MN: Maak je makkelijk zelf opnieuw die switch tussen het avontuurlijke van zo’n rally en je dagdagelijkse job?
Liebaert: “Eigenlijk wel, ja. Ik ben het intussen gewoon. Na m’n deelname aan Dakar had ik ook zo’n periode waarin ik niet goed besefte wat er mij net was overkomen en wat ik had meegemaakt. Je bent noodgedwongen zo geconcentreerd, dat je nadien even het tijdsbesef kwijt bent. De eerste rijdag lijkt zò lang geleden, terwijl dat amper twee weken geleden is. Vraag mij niet meer wat er op pakweg dag zeven gebeurd is, en of we toen duinen gereden hebben – ik weet het niet meer. Da’s raar. Gelukkig zijn er veel foto’s en video’s om de herinneringen levend te houden!”
MN: Wat is voor jou het grote verschil tussen de Africa Eco Race en de Dakar Rally?
Liebaert: “Voor mij zit het grote verschil ‘m erin dat er minder liaisons of verbindingsritten zijn. De Africa Eco Race is ruwweg 6.000 kilometer in totaal, verspreid over 12 dagen – de Dakar Rally is meer dan 8.000 kilometer lang, over 12-13 dagen. Dus minstens 2.000 kilometer aan verbindingsritten minder, dat is al een groot verschil. Op zich zijn de etappes of stages vergelijkbaar qua lengte (en tijdsduur). Ook de toppers zitten 4,5 tot 6 uur in het zadel. Maar naar aanvoelen zijn de specials in de Dakar Rally wat fysieker, extremer – één van de hoofdredenen waarom ik ‘m ooit zeker opnieuw wil rijden. Dat ligt mij wel.” (lacht) “Een ander groot verschil is het navigeren – daar had ik mij aanvankelijk wat op verkeken. Je navigeert in de AER veel meer in rechte lijn. Logisch, aangezien je in Dakar moet geraken, en er dus niet veel tijd is om lussen te rijden. Vaak had je 18 à 20 kilometer tussen je plaatjes op het roadbook, waardoor je zelfs op etappes van 480 kilometer héél weinig aanwijzingen had. Veel rechte pistes, en lange, snelle stukken – dat is echt een opvallend verschil. In Stage 10 bijvoorbeeld, was er na de ‘refuel’ een stuk van 150 kilometer quasi rechtdoor, waarbij je constant snelheden haalt van 130 km/u en meer. Waanzin.”

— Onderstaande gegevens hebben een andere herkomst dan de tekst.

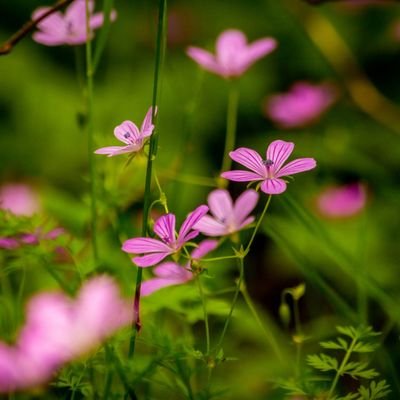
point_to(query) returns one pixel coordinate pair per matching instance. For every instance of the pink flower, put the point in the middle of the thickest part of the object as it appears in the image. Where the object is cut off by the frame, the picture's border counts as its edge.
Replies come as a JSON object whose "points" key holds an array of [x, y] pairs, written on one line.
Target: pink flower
{"points": [[302, 105], [156, 250], [227, 217], [268, 171], [31, 239], [129, 134], [19, 198], [59, 329], [70, 28], [233, 54], [169, 273], [342, 201]]}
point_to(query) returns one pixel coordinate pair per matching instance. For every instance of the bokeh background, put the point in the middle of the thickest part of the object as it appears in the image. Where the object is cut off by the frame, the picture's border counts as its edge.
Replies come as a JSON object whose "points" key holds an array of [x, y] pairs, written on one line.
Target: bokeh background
{"points": [[354, 47]]}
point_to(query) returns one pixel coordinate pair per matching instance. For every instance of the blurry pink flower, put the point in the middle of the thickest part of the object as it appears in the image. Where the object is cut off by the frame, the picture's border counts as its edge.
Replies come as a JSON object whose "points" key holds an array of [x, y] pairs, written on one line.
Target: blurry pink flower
{"points": [[342, 201], [19, 198], [227, 217], [268, 171], [303, 104], [233, 54], [129, 134], [29, 238], [70, 28], [59, 329], [169, 273], [156, 250]]}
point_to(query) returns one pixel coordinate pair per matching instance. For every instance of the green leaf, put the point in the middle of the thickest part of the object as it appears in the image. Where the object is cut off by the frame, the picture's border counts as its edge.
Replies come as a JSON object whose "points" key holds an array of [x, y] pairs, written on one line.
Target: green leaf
{"points": [[322, 362]]}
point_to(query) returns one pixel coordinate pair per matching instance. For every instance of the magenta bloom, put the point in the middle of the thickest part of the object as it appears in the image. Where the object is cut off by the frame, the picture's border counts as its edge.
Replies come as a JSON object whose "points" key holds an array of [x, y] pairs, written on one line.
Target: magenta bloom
{"points": [[130, 134], [19, 198], [70, 28], [156, 250], [342, 201], [271, 170], [169, 273], [302, 105], [233, 54], [58, 330], [227, 217]]}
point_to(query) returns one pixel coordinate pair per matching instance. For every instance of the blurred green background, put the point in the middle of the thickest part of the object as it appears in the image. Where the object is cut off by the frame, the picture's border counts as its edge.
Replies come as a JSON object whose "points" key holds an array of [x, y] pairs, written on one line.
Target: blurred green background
{"points": [[42, 143]]}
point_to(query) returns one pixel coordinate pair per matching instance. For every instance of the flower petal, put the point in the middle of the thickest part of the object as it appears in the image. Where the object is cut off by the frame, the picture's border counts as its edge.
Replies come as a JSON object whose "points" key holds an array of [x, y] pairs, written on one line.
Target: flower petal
{"points": [[189, 222], [250, 159], [97, 19], [273, 186], [48, 39], [147, 126], [115, 150], [259, 49], [220, 203], [53, 25], [127, 132], [144, 245], [211, 227], [204, 248], [204, 59], [241, 176], [278, 152], [164, 227], [296, 166], [230, 49], [244, 205], [150, 259]]}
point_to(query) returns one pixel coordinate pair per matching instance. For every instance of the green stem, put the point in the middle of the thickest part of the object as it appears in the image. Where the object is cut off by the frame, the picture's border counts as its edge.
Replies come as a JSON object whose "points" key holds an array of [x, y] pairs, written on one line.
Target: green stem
{"points": [[339, 372], [90, 132], [160, 49], [234, 301], [204, 303], [231, 121], [268, 335], [258, 225]]}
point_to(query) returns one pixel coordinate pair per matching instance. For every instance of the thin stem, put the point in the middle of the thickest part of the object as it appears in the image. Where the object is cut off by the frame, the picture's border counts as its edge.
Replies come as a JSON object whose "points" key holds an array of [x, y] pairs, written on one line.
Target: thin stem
{"points": [[258, 225], [90, 132], [160, 49], [339, 372], [234, 301], [268, 334], [204, 303], [231, 121]]}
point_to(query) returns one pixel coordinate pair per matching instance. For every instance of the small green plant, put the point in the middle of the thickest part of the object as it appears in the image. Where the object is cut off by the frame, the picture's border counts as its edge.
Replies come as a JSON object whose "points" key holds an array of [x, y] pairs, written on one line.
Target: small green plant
{"points": [[351, 341]]}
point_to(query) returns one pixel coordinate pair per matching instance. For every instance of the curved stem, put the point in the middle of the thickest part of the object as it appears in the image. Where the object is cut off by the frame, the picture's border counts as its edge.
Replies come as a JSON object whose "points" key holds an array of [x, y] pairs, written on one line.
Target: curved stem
{"points": [[231, 121], [258, 225], [206, 324], [268, 335], [160, 46], [92, 166], [234, 301]]}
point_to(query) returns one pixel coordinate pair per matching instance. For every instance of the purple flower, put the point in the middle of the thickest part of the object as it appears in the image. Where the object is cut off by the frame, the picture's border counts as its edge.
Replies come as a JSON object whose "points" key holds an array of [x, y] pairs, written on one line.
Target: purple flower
{"points": [[156, 250], [233, 54], [58, 330], [303, 104], [227, 217], [342, 201], [70, 28], [268, 171], [129, 134], [169, 273], [19, 198]]}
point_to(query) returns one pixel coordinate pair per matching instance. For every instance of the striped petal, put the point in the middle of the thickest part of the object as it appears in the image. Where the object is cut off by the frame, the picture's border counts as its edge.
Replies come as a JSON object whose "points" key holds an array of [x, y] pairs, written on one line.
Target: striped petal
{"points": [[296, 166], [250, 159], [273, 186], [278, 152], [241, 176]]}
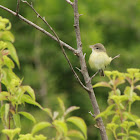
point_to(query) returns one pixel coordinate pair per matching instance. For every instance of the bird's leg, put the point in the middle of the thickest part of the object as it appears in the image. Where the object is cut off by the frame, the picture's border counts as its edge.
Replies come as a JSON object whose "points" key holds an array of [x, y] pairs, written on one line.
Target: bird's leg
{"points": [[95, 74]]}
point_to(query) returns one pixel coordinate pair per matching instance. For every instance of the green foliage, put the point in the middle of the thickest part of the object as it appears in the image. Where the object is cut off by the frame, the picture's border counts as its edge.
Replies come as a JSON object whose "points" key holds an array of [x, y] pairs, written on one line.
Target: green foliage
{"points": [[120, 103], [17, 94]]}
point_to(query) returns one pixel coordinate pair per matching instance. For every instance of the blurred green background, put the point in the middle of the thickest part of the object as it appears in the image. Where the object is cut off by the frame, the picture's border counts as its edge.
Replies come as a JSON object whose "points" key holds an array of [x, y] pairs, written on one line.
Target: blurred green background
{"points": [[116, 24]]}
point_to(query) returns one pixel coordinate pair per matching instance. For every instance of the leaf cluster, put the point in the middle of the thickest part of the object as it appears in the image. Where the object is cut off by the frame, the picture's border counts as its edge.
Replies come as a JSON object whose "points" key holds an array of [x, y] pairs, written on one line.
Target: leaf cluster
{"points": [[17, 94], [120, 103]]}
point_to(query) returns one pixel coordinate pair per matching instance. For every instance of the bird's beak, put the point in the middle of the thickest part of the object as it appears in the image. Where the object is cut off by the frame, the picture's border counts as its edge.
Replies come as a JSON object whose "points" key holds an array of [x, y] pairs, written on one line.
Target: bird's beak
{"points": [[91, 46]]}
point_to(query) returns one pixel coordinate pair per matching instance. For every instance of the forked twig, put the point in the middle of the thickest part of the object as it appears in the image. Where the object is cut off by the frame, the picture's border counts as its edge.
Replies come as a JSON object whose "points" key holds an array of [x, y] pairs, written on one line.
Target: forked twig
{"points": [[17, 10], [117, 56], [61, 45], [68, 1], [94, 74]]}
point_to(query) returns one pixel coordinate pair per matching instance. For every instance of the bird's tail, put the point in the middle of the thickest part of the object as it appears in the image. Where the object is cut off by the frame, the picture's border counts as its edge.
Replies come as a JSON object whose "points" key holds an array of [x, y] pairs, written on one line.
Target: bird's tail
{"points": [[101, 72]]}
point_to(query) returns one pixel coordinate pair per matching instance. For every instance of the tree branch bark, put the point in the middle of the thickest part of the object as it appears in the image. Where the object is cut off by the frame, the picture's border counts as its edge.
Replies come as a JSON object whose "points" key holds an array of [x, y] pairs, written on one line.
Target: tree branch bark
{"points": [[39, 28], [80, 55], [85, 73]]}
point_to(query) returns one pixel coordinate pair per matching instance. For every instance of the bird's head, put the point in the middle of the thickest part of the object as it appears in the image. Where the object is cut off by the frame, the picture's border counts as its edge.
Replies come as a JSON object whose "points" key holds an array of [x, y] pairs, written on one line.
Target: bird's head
{"points": [[98, 48]]}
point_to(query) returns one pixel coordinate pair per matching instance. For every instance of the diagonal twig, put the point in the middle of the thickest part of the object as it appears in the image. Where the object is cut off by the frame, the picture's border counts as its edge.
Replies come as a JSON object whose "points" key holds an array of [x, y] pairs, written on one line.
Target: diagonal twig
{"points": [[68, 1], [94, 74], [61, 45], [17, 10], [39, 28], [117, 56]]}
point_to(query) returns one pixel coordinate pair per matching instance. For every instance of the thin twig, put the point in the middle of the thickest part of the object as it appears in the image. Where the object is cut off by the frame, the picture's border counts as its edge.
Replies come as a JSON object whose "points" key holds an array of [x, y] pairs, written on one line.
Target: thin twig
{"points": [[39, 28], [78, 69], [86, 74], [68, 1], [117, 56], [61, 45], [91, 114], [94, 74], [17, 10]]}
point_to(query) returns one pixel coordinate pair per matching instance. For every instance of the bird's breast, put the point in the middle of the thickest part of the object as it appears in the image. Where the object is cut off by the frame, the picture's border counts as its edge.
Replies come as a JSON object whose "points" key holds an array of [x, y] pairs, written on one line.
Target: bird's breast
{"points": [[99, 60]]}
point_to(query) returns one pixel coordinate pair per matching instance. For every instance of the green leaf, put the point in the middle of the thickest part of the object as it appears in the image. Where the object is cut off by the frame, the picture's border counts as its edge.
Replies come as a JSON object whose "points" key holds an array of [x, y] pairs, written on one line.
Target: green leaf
{"points": [[62, 106], [112, 126], [130, 116], [133, 138], [107, 112], [2, 45], [11, 132], [13, 53], [40, 137], [7, 36], [55, 115], [79, 123], [70, 109], [75, 134], [119, 99], [40, 126], [2, 111], [16, 118], [26, 137], [102, 84], [28, 116], [8, 62], [7, 107], [121, 134], [115, 118], [61, 126], [48, 111], [2, 97], [30, 91], [29, 100], [10, 79], [135, 132], [138, 87], [138, 122]]}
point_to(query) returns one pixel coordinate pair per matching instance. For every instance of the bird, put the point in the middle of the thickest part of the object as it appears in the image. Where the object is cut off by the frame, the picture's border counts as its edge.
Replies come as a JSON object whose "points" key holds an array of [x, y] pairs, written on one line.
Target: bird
{"points": [[98, 58]]}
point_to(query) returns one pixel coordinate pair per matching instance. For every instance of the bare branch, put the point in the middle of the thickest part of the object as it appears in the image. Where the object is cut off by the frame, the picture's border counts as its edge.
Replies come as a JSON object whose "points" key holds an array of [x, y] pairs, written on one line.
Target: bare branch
{"points": [[78, 69], [61, 45], [39, 28], [85, 72], [17, 10], [94, 74], [117, 56], [91, 114], [68, 1]]}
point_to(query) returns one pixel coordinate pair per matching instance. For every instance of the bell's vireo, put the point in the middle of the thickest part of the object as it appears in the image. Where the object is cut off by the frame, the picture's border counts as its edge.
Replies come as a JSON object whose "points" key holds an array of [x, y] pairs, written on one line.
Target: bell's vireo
{"points": [[98, 58]]}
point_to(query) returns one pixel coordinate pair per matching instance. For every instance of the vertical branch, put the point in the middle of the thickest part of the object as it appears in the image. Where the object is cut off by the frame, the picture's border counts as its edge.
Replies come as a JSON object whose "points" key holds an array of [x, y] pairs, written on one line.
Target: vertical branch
{"points": [[85, 73], [38, 63], [17, 10]]}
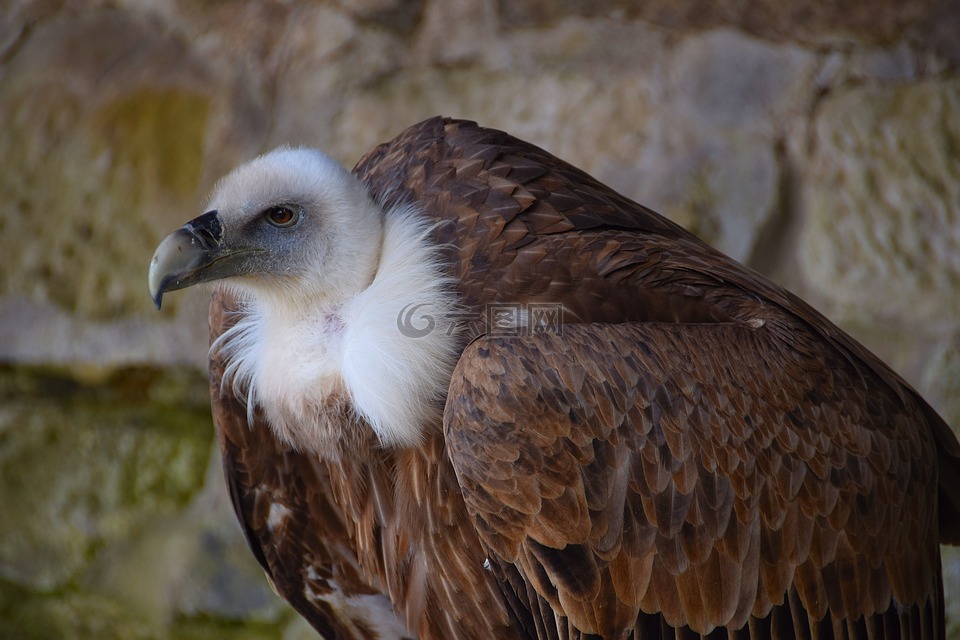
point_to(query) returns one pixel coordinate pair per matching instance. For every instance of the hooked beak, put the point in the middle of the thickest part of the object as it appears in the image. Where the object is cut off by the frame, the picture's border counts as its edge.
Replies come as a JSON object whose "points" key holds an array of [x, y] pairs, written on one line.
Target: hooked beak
{"points": [[194, 253]]}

“Verder rijd je ook minder en minder grote duinen – enkel in Mauretanië hebben we wat zachte duinen gereden. Maar nooit van het kaliber van de Dakar Rally. Maar tijdens de Dakar had ik dan wel weer meer comfort, aangezien ik toen begeleid werd door een team met trailer. ‘s Avonds was die lekker warm voor een goede nachtrust, en overdag kon hij via airco lekker afgekoeld worden. Die luxe was er nu niet, waardoor het allemaal ook een stuk fysieker aanvoelt.”
MN: De AER is natuurlijk iets meer ‘back to the basics’, en geënt op de oorspronkelijke opzet van de Dakar Rally, inclusief start in Europa en finish aan het Lac Rose. Is die geschiedenis voor jou belangrijk?
Liebaert: “Als rallypiloot is dat opzet wel uniek, vind ik. Terug naar de roots, het heeft iets mythisch. Je doorkruist ook landen die je normaal misschien niet zou bezoeken. Met alle respect, maar de westelijke Sahara of Mauretanië stonden niet meteen op mijn ‘to do’-lijstje. Maar vooral Mauretanië bleek prachtig te zijn, ongelofelijk. Wilde natuur, enorme en eindeloze canyons waardoor je je in de VS waant,… Senegal was dan weer een tegenvaller, voor mij. Begrijp mij niet verkeerd: ‘t was een hele mooie rally, de organisatie was top, en het was voor mij persoonlijk ook avontuurlijker dan de Dakar Rally. Maar de finish aan het Lac Rose vond ik persoonlijk nu niet zo speciaal. Op internet lijkt het alvast veel mooier dan in realiteit, maar het blijft natuurlijk wel een speciale plaats door de Dakar Rally”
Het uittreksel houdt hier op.